O PFL ficou reduzido ao Distrito Federal.
e) O PMDB dividiu-se entre os dois pólos da disputa nacional, aprofundando a sua crise de identidade e apresentando-se cada vez mais como uma frente de interesses regionais. As situações de aliança com o PT ocorreram em circunstâncias bastante específicas, com clara hegemonia do PT e voltadas para a conquista de maioria eleitoral; não tem força, portanto, de servir para a "teorização" de uma nova política de alianças ou para a sustentação de uma nova governabilidade.
f) A campanha da candidata presidencial do PSOL teve um perfil fundamentalmente udenista, que fez com que disputasse votos da direita. Dentro dessa estratégia eleitoral, enquanto Lula e o PT foram raivosamente atacados por ela, Alckmin foi poupado na maior parte do tempo. Confirmando que não consegue ser um pólo de esquerda no movimento de mudanças para superar o neoliberalismo, o PSOL, devido às divergências internas, sequer apresentou um programa de governo até o final da campanha, e se isolou completamente das bases dos movimentos sociais combativos ao adotar, no segundo turno, uma atitude sectária e autoritária.
g) O segundo turno significou uma relação diferente entre os movimentos sociais e a disputa política eleitoral.
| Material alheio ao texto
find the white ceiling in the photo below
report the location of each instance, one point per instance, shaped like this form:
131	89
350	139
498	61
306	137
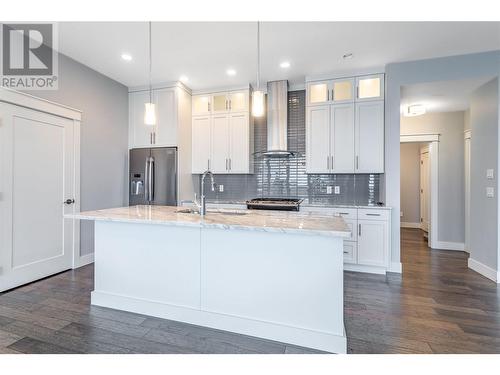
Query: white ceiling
443	96
203	51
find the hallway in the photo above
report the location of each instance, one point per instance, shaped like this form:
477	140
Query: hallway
438	305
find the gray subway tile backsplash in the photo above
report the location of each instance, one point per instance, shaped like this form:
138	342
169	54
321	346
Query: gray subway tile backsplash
286	177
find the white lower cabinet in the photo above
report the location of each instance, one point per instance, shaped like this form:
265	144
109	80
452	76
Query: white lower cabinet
372	243
368	247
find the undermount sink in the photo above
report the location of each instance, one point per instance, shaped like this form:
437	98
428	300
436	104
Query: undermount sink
216	211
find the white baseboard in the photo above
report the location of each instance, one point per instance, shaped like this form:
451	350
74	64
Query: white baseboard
84	260
484	270
396	267
444	245
411	225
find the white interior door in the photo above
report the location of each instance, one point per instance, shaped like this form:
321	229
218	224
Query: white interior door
38	176
424	190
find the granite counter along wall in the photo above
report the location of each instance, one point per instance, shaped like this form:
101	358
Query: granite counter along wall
286	177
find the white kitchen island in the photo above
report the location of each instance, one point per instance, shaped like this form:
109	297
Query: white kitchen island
274	275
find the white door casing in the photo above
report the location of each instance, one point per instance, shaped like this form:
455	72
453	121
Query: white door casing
424	189
40	163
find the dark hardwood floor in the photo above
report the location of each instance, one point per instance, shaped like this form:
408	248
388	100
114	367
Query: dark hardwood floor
438	305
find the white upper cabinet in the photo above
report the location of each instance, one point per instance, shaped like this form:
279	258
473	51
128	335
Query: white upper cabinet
230	135
164	133
318	93
318	139
201	105
201	144
166	128
370	137
342	138
370	87
345	125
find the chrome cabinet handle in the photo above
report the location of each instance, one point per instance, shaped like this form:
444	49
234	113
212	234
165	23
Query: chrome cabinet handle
146	180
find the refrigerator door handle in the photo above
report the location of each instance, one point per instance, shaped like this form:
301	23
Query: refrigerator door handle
151	179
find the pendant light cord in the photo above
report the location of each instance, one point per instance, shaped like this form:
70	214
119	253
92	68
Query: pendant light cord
150	64
258	55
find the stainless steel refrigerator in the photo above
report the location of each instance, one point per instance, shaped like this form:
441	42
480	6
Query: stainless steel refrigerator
153	176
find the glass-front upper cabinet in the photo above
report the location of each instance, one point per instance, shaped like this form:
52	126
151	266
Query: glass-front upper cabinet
370	87
318	92
201	105
220	103
238	101
343	90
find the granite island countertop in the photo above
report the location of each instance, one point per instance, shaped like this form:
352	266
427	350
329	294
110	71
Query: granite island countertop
257	220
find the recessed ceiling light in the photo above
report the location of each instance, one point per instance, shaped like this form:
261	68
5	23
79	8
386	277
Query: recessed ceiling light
126	57
415	110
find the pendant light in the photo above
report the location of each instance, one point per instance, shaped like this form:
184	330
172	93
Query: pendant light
149	108
258	95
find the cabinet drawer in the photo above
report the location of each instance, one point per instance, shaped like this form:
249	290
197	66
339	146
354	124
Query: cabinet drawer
353	226
350	255
346	213
373	214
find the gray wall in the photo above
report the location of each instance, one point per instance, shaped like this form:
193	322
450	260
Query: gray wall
410	182
484	155
104	137
451	206
406	73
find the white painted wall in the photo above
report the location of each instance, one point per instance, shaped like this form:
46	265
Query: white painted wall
406	73
484	154
410	182
104	137
451	207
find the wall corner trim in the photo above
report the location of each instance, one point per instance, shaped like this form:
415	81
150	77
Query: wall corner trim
444	245
405	224
84	260
484	270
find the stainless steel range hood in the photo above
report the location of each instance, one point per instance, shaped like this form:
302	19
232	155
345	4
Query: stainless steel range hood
277	120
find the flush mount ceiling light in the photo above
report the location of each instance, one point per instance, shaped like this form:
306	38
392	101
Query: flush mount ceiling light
414	110
126	57
149	108
258	94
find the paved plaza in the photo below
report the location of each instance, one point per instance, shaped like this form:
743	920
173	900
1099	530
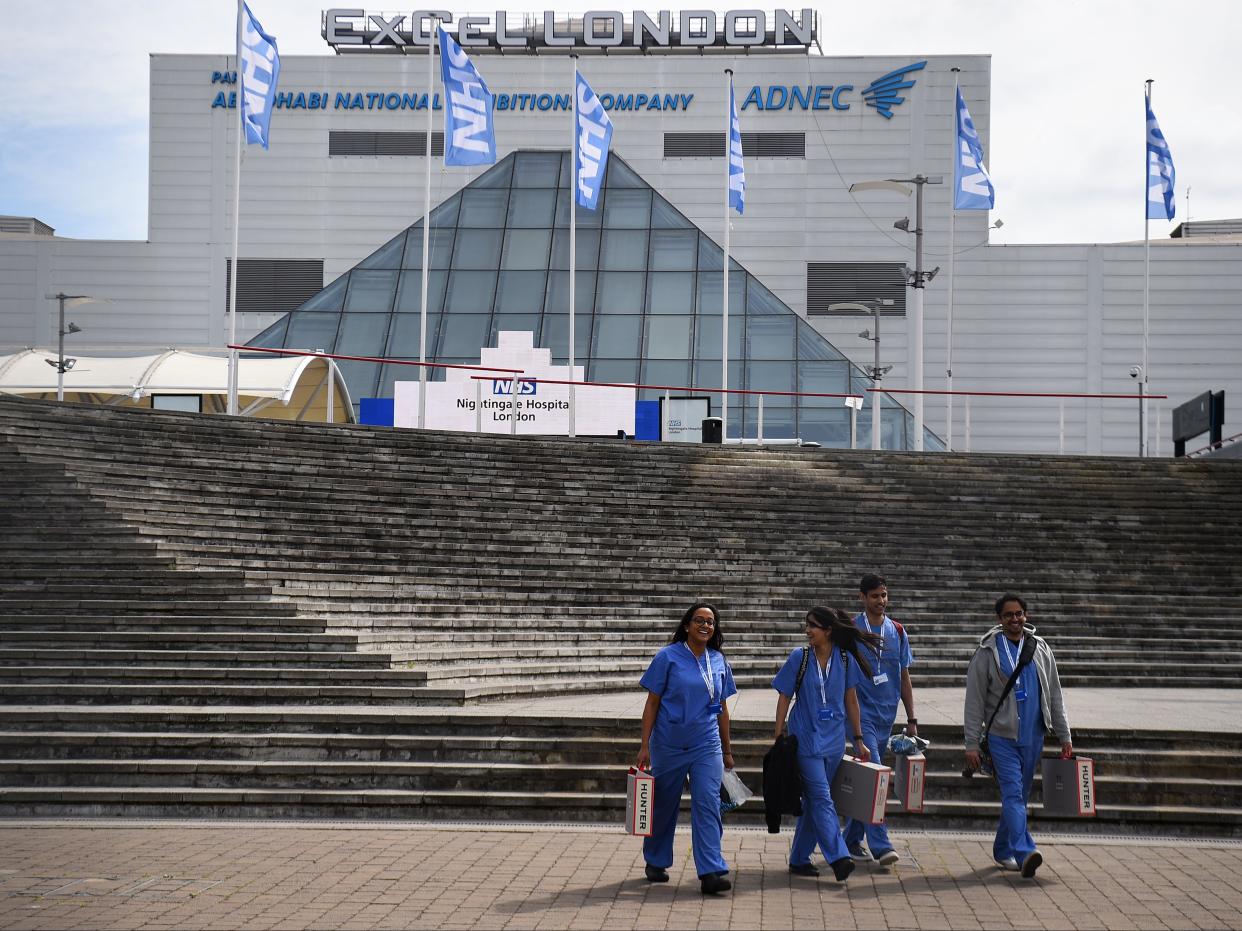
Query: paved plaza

Até então os movimentos sociais (exceção feita da CUT que tomou posição pública já no primeiro turno) oficialmente estavam "alheios" às eleições - ainda que uma parte de sua militância tivesse participação, sobretudo, em campanhas proporcionais. A possibilidade real de uma volta do PSDB-PFL ao governo e a mudança de tom da campanha no segundo turno (centrada agora na crítica às elites e às privatizações, ao lado da defesa da integração regional versus ALCA, da defesa do governo Evo Morales, da explicitação que estamos em um país socialmente dividido e de que o governo tem que priorizar as políticas que atendam interesses dos pobres) fizeram com que se acendesse no conjunto de movimentos sociais reunidos na CMS (Coordenação de Movimentos Sociais) e na Assembléia Popular (articulada pelas pastorais da Igreja Católica, o MST/Via Campesina e outros) a vontade política de participar na disputa para reverter aquele perigo. No segundo turno houve a garra e militância em níveis muito superiores aos até então verificados. O que agora está em pauta é como transformar essa conquista - de participação política dos movimentos na disputa eleitoral - em avanços dos próprios movimentos sociais e do novo governo.
h) De outro lado, as forças e instrumentos da direita atuaram de maneira coordenada, como uma frente única contra o PT. A face mais visível dessa frente foi a grande mídia. É, no entanto, ingenuidade pensar que ela é a fonte de seu poder; ele deriva dos interesses econômicos internacionalizados, da influência dos interesses do EUA e do capital financeiro. Esse condomínio reacionário, depois da derrota, desenvolve a tentativa de condicionar o segundo mandato.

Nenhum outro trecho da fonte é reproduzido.